1H NMR (800 MHz, DMSO-d): δ 8.23 (s, 1 H), 5.65 (q, J = 1.0 Hz, 1H), 5.05 (t, J = 6.9, 1 H), 4.62 (s, 1 H), 4.52 (d, J = 10.2 Hz, 1 H), 3.57 (s, 3 H), 2.15 (m, 2 H), 2.11 (m, 2 H), 2.09 (d, J = 1 Hz, 3 H), 1.93 (m, 1 H), 1.84 (m, 1 H), 1.75 (m, 1 H), 1.55 (s, 3 H), 1.46 (m, 1 H), 1.04 (s, 3 H), 1.03 (s, 3 H); 13C NMR (200 MHz): δ 166.2, 162.3, 159.9, 134.6, 123.4, 114.7, 79.7, 70.2, 50.4, 39.6, 35.7, 26.9, 25.2, 25.1, 25.1, 18.3, 15.6; HRMS (m/z): [M+H]+ calcd. for C17H29O5, 313.2010; found, 313.2010. [M+Na]+ calcd. for C17H28O5Na, 335.1828; found, 335.1831.
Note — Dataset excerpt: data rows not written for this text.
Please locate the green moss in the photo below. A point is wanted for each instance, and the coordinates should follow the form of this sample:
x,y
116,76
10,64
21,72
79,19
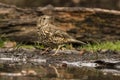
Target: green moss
x,y
104,45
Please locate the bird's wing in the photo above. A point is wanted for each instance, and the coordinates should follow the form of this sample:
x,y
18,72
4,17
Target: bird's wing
x,y
59,33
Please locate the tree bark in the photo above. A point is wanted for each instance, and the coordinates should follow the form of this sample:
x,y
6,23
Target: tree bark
x,y
85,24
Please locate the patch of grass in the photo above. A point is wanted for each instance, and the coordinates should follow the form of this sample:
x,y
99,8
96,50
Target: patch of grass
x,y
104,45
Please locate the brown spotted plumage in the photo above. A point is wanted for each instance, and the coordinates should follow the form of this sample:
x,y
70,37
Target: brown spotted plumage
x,y
50,35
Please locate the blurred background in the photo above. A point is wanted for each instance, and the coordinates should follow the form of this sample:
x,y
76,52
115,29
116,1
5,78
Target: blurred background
x,y
106,4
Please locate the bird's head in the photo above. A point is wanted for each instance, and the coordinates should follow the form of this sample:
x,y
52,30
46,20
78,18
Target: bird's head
x,y
44,20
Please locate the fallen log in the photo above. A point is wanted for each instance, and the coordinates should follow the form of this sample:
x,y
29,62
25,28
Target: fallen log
x,y
86,24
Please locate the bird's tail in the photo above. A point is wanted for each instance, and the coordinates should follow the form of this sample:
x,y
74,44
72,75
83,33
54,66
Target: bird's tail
x,y
76,41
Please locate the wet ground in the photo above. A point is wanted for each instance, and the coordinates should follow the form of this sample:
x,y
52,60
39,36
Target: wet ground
x,y
25,64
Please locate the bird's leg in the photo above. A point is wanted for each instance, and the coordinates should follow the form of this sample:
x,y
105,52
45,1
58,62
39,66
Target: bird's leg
x,y
58,49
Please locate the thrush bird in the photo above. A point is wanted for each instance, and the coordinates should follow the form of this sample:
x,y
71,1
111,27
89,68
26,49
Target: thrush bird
x,y
50,35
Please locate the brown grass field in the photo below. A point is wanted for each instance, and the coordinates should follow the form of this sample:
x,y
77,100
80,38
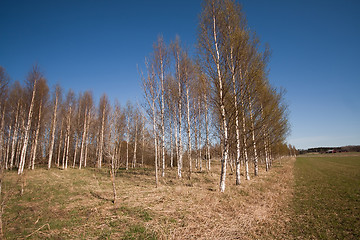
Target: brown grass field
x,y
76,204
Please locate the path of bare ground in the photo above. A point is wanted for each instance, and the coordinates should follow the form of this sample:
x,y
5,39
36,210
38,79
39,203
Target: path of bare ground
x,y
75,204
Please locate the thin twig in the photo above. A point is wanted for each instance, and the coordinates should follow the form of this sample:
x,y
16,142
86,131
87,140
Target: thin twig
x,y
38,229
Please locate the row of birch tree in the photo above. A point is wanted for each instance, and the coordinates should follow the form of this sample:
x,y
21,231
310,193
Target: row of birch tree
x,y
215,105
220,95
50,128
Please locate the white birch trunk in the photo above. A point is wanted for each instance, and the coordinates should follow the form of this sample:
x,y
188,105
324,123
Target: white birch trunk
x,y
189,130
127,143
207,147
36,138
68,139
238,180
179,120
155,143
75,150
87,138
2,136
82,149
135,144
199,130
162,118
247,176
223,112
101,139
143,144
256,167
27,132
53,128
8,148
171,146
14,139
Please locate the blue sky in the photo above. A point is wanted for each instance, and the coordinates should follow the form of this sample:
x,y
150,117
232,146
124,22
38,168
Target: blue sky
x,y
97,45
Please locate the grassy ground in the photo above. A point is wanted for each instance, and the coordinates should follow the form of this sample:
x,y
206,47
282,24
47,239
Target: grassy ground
x,y
76,204
326,201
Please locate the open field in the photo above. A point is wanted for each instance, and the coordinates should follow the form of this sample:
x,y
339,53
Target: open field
x,y
326,201
76,204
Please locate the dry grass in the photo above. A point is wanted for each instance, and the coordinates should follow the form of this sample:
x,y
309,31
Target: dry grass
x,y
77,205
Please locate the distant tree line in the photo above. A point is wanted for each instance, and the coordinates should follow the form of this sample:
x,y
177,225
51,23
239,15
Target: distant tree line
x,y
217,104
352,148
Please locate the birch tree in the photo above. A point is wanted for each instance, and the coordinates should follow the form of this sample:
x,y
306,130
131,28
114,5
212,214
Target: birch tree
x,y
57,99
213,55
33,77
151,91
103,119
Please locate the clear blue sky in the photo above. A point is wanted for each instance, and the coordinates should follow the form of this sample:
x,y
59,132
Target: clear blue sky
x,y
97,45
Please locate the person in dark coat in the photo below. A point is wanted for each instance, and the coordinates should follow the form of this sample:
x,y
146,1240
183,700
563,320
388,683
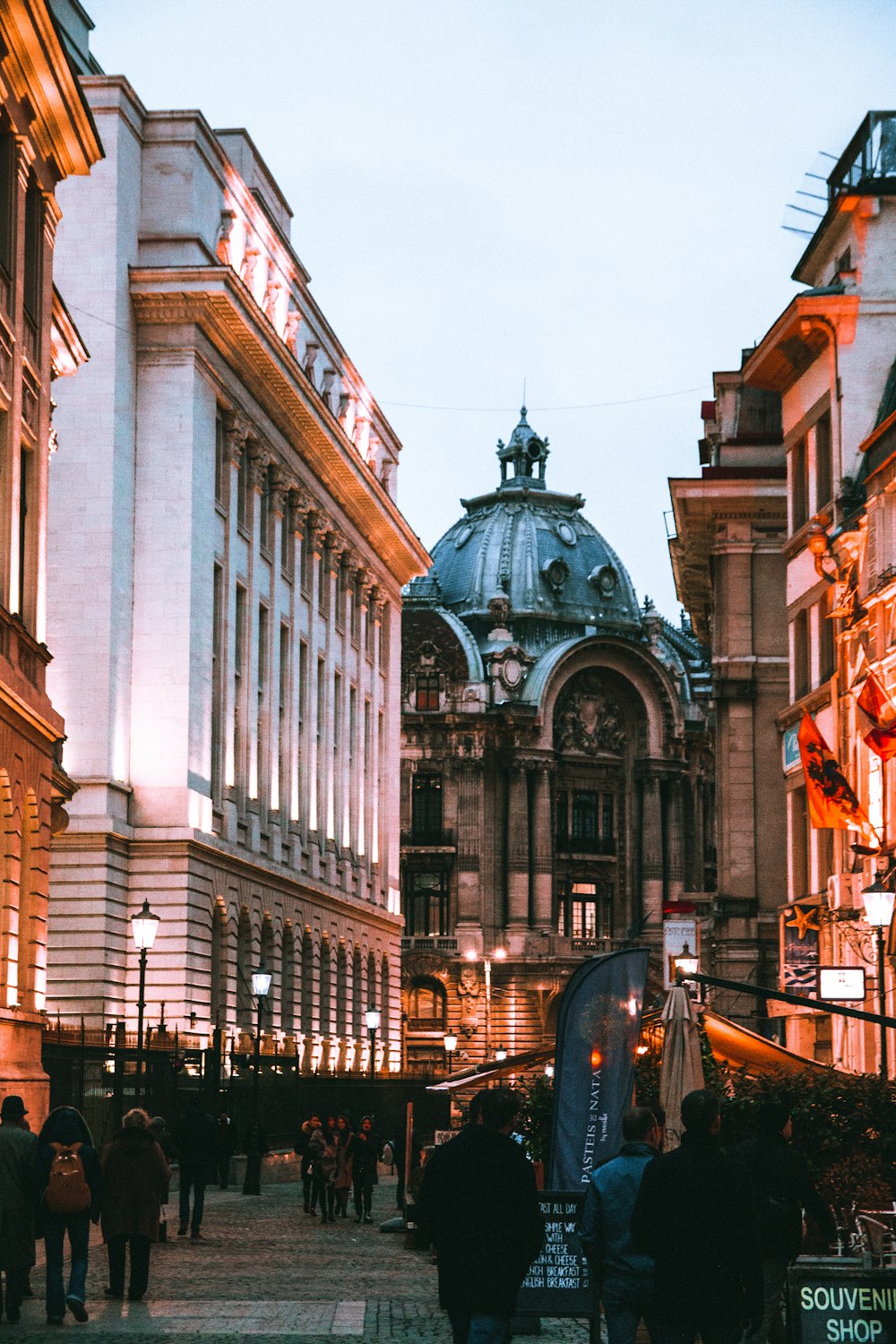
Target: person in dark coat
x,y
694,1217
363,1152
195,1139
622,1274
136,1180
782,1190
479,1207
66,1128
16,1218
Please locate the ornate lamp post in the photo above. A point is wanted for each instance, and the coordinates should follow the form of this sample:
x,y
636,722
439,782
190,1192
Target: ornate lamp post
x,y
373,1019
253,1180
144,926
879,913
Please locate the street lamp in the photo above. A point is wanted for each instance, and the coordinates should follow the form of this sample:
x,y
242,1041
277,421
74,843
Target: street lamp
x,y
498,954
685,964
144,926
879,913
373,1019
253,1179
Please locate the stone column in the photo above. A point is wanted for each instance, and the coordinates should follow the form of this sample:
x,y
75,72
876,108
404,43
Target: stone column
x,y
469,831
541,849
650,851
673,840
517,847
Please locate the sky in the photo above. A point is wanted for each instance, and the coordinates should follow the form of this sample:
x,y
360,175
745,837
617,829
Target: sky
x,y
582,194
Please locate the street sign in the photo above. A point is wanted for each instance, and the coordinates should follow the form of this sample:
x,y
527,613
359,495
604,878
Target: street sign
x,y
841,984
841,1303
557,1281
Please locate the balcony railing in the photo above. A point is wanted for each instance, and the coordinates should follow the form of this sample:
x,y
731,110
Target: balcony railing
x,y
586,844
429,943
441,839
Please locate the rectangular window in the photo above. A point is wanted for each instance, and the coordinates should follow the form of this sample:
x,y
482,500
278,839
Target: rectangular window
x,y
242,488
32,273
427,905
239,667
217,683
802,672
426,809
823,462
220,468
799,484
8,177
24,486
282,726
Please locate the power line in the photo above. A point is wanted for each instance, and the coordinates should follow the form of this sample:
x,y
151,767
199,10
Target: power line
x,y
538,410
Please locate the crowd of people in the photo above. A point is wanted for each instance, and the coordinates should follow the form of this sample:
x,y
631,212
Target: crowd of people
x,y
692,1242
338,1161
54,1185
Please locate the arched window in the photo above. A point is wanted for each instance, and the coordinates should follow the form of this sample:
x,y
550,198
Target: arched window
x,y
384,1000
359,1026
218,970
327,970
244,972
308,983
341,991
288,980
426,1004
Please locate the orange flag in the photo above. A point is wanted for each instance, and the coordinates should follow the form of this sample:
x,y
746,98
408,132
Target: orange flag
x,y
831,803
877,718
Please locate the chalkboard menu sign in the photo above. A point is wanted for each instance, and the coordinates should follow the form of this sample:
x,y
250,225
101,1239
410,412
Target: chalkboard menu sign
x,y
557,1281
834,1303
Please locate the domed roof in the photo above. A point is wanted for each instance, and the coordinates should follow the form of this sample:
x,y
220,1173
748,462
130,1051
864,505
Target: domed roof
x,y
530,546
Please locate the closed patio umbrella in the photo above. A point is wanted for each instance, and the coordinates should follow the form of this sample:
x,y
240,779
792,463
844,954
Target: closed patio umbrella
x,y
681,1069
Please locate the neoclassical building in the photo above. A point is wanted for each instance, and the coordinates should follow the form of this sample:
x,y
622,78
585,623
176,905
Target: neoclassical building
x,y
228,561
556,766
46,134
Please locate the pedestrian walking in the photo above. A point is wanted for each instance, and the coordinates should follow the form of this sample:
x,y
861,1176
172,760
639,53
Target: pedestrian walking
x,y
226,1148
195,1139
67,1183
323,1156
782,1191
694,1215
621,1273
301,1147
136,1177
479,1207
16,1218
343,1176
365,1152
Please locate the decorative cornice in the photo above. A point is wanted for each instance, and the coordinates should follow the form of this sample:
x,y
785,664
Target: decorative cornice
x,y
214,298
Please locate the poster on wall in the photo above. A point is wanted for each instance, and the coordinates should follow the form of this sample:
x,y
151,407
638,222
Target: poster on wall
x,y
799,949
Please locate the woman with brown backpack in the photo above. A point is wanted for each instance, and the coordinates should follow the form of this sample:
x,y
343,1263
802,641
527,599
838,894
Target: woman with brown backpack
x,y
69,1193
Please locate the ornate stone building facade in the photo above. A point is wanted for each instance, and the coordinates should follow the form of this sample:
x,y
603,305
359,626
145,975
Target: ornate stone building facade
x,y
46,134
228,561
556,766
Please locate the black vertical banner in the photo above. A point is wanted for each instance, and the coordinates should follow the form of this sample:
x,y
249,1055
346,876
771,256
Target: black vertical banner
x,y
598,1032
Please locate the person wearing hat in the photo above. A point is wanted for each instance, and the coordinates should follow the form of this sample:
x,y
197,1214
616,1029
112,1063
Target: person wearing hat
x,y
16,1222
782,1191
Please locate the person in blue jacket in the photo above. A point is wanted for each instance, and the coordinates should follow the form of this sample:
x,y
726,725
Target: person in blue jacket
x,y
622,1274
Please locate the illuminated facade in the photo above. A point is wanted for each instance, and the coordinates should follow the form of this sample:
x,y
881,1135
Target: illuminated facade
x,y
829,359
556,768
228,561
46,134
727,556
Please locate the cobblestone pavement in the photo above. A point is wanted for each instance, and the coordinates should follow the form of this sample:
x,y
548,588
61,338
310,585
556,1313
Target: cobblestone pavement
x,y
265,1269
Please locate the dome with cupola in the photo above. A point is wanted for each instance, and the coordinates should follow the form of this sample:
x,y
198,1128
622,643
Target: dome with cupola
x,y
530,554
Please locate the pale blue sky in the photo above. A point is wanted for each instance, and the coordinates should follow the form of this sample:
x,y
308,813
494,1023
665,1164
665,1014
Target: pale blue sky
x,y
584,194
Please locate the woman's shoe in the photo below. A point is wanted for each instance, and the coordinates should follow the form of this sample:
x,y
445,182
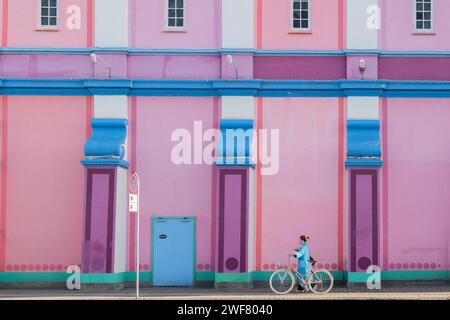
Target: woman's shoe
x,y
300,289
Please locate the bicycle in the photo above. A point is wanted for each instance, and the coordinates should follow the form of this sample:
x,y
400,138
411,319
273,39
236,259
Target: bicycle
x,y
283,281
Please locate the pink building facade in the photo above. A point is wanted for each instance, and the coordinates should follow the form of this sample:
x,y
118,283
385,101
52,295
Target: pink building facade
x,y
347,102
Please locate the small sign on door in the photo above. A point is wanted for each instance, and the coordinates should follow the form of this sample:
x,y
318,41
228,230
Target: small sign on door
x,y
133,202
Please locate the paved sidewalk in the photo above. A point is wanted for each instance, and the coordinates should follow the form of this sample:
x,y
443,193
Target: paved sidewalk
x,y
398,292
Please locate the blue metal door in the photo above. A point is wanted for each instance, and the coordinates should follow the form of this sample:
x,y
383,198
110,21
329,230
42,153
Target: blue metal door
x,y
173,251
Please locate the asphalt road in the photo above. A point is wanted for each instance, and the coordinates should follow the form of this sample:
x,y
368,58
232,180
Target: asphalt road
x,y
401,292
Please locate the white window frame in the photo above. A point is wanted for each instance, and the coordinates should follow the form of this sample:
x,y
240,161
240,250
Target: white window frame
x,y
423,31
47,27
291,19
168,28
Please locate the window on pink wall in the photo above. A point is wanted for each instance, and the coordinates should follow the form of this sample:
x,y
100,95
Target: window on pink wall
x,y
175,15
300,15
48,14
423,16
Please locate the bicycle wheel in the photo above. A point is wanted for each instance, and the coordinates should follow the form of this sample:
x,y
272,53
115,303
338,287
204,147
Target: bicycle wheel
x,y
282,281
320,281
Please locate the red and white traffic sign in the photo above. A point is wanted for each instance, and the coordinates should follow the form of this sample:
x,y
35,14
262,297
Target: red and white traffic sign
x,y
134,192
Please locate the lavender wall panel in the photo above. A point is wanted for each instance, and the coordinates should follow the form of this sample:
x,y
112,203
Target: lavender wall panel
x,y
402,68
302,68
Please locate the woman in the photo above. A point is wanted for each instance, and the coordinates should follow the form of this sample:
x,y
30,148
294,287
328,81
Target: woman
x,y
303,256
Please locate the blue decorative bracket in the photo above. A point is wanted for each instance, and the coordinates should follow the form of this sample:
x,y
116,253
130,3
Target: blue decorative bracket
x,y
234,147
106,146
363,143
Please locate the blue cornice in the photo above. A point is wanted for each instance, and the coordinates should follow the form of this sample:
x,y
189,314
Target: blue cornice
x,y
105,162
215,88
363,163
223,51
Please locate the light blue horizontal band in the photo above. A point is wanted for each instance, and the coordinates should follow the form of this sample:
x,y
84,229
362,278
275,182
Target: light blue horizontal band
x,y
224,51
105,162
216,88
364,163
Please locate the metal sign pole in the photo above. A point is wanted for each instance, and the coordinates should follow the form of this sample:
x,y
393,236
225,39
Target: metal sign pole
x,y
137,251
134,207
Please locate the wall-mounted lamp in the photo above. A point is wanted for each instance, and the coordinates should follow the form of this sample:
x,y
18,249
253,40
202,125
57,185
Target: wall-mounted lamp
x,y
230,61
95,58
362,68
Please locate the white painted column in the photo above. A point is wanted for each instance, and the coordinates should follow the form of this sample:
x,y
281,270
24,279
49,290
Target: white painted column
x,y
116,107
361,33
237,23
111,23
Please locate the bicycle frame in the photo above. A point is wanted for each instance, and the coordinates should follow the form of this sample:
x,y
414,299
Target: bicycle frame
x,y
297,275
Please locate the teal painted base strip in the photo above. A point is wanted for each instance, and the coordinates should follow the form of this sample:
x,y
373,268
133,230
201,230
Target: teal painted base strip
x,y
400,275
351,277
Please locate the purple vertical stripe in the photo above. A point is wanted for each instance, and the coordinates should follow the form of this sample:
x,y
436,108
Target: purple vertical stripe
x,y
232,248
99,221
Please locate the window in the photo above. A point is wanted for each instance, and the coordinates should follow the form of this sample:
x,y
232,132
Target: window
x,y
48,13
175,14
423,15
301,15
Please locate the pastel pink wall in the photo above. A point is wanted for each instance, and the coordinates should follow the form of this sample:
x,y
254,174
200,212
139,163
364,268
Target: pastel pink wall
x,y
419,183
276,26
398,27
202,25
302,198
23,22
45,182
169,189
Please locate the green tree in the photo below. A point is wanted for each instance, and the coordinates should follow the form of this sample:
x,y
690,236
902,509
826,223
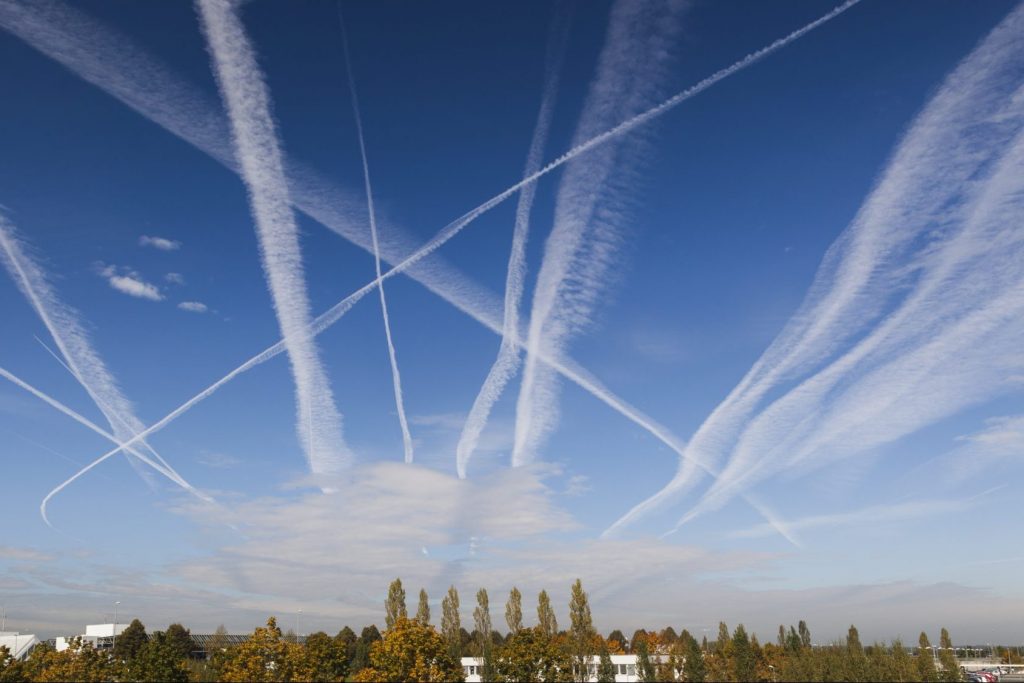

Characterization data of methyl (2, 6, 10) -3,7,11-trimethyl-2,6-dodecadienoate (MF)

HRMS (m/z): [M+H]+ calcd. for C16H27O2, 251.2006; found, 251.2007.

Confrontation with D. melanogaster larvae

Fungal strains were point-inoculated (1000 conidia in 1 µl Ringer solution) on 3 ml standard Drosophila medium [30] filled in 3.5 cm diameter Petri dishes. Prior to the transfer of ten sterile D. melanogaster larvae per plate, colonies were pre-incubated for two days at 25°C and constant darkness. Colonies were exposed to insects for four days. Subsequently, insects were removed and the plates snap frozen for metabolite profile analysis. Quantitative metabolite profile analyses were performed on groups of five biological replicates. Statistical analysis was performed with pair-wise comparisons using the student's t-test procedure. Evaluation of insect fitness followed the procedure described in Trienens et al. [30]. We confronted the larval stage of the fruit fly Drosophila melanogaster (wild type Oregon R strain) with the reference NID545 or the JH-producer strain NID477. Sterile two-day first-instar larvae were exposed to A. nidulans colonies growing on autoclaved standard Drosophila culture medium in 2 ml micro-tubes. There were N = 20 experimental units per fungal treatment and N = 10 mold-free control units. Insect developmental success was monitored in terms of (1) larva-to-pupa survival and development time, (2) emergence of flies, and (3) fly dry weight. Short development time and high body mass are considered to be positively correlated with fitness in Drosophila [41]. Experimental tubes were checked for pupae and emerged flies at about 2 p.m. each day for a total of 14 days after larval transfer. Emerged flies were removed from the tubes and stored deep-frozen. Subsequently, flies were lyophilized for 24 hours and the dry weight of all flies within each experimental unit was determined as a single value using a micro-balance.